L’impact du travail des moines, des nonnes et des novices se fait sentir dans : la camaraderie communautaire ; la conscientisation du grand public au sujet du VIH/SIDA ; les relations communautaires avec les personnes séropositives et atteintes du SIDA auparavant exclues ; la formation de plus de 2000 moines, nonnes, et novices par le projet Sangha Metta, la diminution de la peur et le préjugé généraux ; l’engagement de la jeunesse ; et la guérison psychique des personnes séropositives et atteintes du SIDA. L’action des moines a restitué le soutien émotionnel aux personnes souffrant du VIH/SIDA et à leurs communautés.

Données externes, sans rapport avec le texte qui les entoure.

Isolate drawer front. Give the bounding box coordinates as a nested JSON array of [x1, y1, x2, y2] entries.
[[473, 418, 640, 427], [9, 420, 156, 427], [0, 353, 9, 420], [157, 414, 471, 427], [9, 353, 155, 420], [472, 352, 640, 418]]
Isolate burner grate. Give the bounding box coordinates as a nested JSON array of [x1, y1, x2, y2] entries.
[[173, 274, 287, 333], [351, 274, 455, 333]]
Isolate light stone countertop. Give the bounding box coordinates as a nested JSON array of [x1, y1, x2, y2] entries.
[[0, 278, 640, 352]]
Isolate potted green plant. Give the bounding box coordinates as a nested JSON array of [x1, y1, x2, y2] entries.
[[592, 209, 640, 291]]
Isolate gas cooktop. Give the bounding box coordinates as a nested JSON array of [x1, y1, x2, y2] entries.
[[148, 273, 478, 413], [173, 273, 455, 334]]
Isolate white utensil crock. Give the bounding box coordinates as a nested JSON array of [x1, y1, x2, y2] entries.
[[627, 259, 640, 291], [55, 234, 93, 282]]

L’UNICEF aide actuellement dans la formation des moines au Cambodge, au Laos, au Bhoutan, au Viêtnam, en Chine et en Birmanie. Dans une tentative d’améliorer l’efficacité de ces formations, Sangha Metta travaille dans le but de créer un Réseau Bouddhiste Régional pour l’Intervention sur le SIDA » (« Buddhist Regional Aids Intervention Network », ou BRAIN), dans lequel les moines eux-mêmes mènent les formations dans leurs pays.
Dans l’exécution de cette tactique, il ne faut pas oublier :
1. Le rôle traditionnel, le respect et l’influence qu’ont les moines dans les communautés depuis très longtemps.

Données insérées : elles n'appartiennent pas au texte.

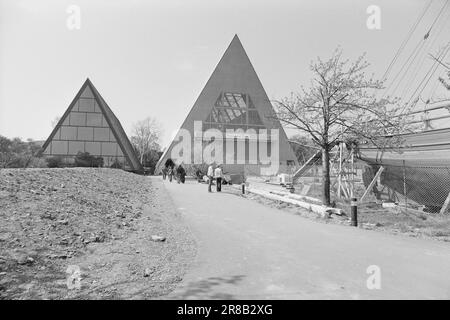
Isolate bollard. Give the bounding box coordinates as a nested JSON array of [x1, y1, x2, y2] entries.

2. L’impératif d’effectuer des enseignements éthico-religieux pour montrer aux communautés l’importance de l’intégration et de la vie commune.
3. L’engagement direct et même l’interaction entre les villageois et les personnes séropositives et atteintes du SIDA
4. les initiatives directes des moines, des nonnes et des novices pour réunir leurs communautés
5. la participation des jeunes pour comprendre VIH/SIDA. De plus, il faut comprendre les défis possibles tels que la résistance des villageois et des problèmes financiers.
Il faut aussi garder en tête que l’information est un outil puissant pour effacer l’ignorance et la peur ; il est donc nécessaire de se tenir au courant afin d’avoir de bonnes informations pour transmettre aux villageois et aux communautés. Cette tactique peut servir d’exemple dans la lutte contre d’autres problèmes dans la communauté comme le sexe, la drogue, la pauvreté, le trafic, le travail des enfants, et la violence. La tactique peut être développée et appliquée dans des pays comme le Cambodge, la Chine, le Laos et le Viêtnam, où le soutien et les soins pour le VIH/SIDA, ainsi que des programmes de développement communautaire, sont toujours en manque.